Failover Clustering and Network Load Balancing Team Blog
Cluster Shared Volumes (CSV) is a layer of abstraction on either the ReFS or NTFS file system (which is used to format the underlying private cloud storage). Just as with a non-CSV volume, at times it may be necessary to run ChkDsk and Defrag on the file system. In this blog, I am going to first address the recommended procedure to run Defrag on your CSV, in Windows Server 2012 R2. I will then discuss how ChkDsk is run on your CSVs.

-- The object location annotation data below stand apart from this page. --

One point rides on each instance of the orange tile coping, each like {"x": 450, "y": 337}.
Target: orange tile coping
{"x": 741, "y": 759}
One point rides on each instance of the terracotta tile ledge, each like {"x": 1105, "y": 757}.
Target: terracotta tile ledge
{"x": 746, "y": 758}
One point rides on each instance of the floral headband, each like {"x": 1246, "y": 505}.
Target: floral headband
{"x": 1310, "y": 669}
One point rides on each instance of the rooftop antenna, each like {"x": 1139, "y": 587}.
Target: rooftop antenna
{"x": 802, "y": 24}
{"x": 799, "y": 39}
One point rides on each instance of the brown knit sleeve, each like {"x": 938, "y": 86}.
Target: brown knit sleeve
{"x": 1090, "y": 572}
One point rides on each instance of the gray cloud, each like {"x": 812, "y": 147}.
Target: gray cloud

Fragmentation of files on a CSV can impact the perceived file system performance by increasing the seek time to retrieve file system metadata. It is therefore recommended to periodically run Defrag on your CSV volume. Fragmentation is primarily a concern when running dynamic VHDs and less prevalent with static VHDs. On a stand-alone server defrag runs as part of the “Maintenance Task”, so it runs automatically. However, on a CSV volume it will never run automatically, so you need to run it manually or script it to run (potentially using a Clustered Scheduled Task). It is recommended to conduct this process during non-peak production times, as performance may be impacted. The following are the steps to defragment your CSV:
1. Determine if defragmentation is required for your CSV by running the following on an elevated command prompt:
Defrag.exe <CSV Mount Point> /A /U /V
/A Perform analysis on the specified volumes
/U Print the progress of the operation on the screen
/V Print verbose output containing the fragmentation statistics
2. If defragmentation is required for your CSV, put the CSV into redirected mode. This can be achieve in either of the following ways:
a. Using Windows PowerShell© open a new elevated Windows PowerShell console and run the following:
Suspend-ClusterResource <Cluster Disk Name> -RedirectedAccess
b. Using the Failover Cluster Manager right-click on the CSV and select “Turn On Redirected Access”:
CSVFS failed operation as volume is not in redirected mode. (0x8007174F)
3. Run defrag on your CSV by running the following on an elevated command prompt:
Defrag.exe <CSV Mount Point>
Defrag.exe <CSV Mount Point>
4. Once defrag has completed, revert the CSV back into direct mode by using either of the follow methods:
Resume-ClusterResource <Cluster Disk Name>
b. Using the Failover Cluster Manager right-click on the CSV and select “Turn Off Redirected Access”:
During the lifecycle of your file system corruptions may occur which require resolution through ChkDsk. As you are aware, CSVs in Windows Server 2012 R2 also supports the ReFS file system. However, the ReFS filesystem achieves self-healing through integrity checks on metadata. As a consequence, ChkDsk does not need to be run for CSV volumes with the ReFS file system. Thus, this discussion is scoped to corruptions in CSV with the NTFS file system. Also, note the redesigned ChkDsk operation introduced with Windows Server 2012, which separates the ChkDsk scan for errors (online operation) and the ChkDsk fix (offline operation). This results in higher availability for your Private Cloud storage since you only need to take your storage offline to fix corruptions in your storage (which is a significantly faster process than the scan for corruptions). In Windows Server 2012, we integrated ChkDsk /SpotFix into the cluster IsAlive health check for the Physical Disk Resource corresponding to the CSV. As a consequence we will now attempt to fix corruptions in your CSV without any perceptible downtime for your application.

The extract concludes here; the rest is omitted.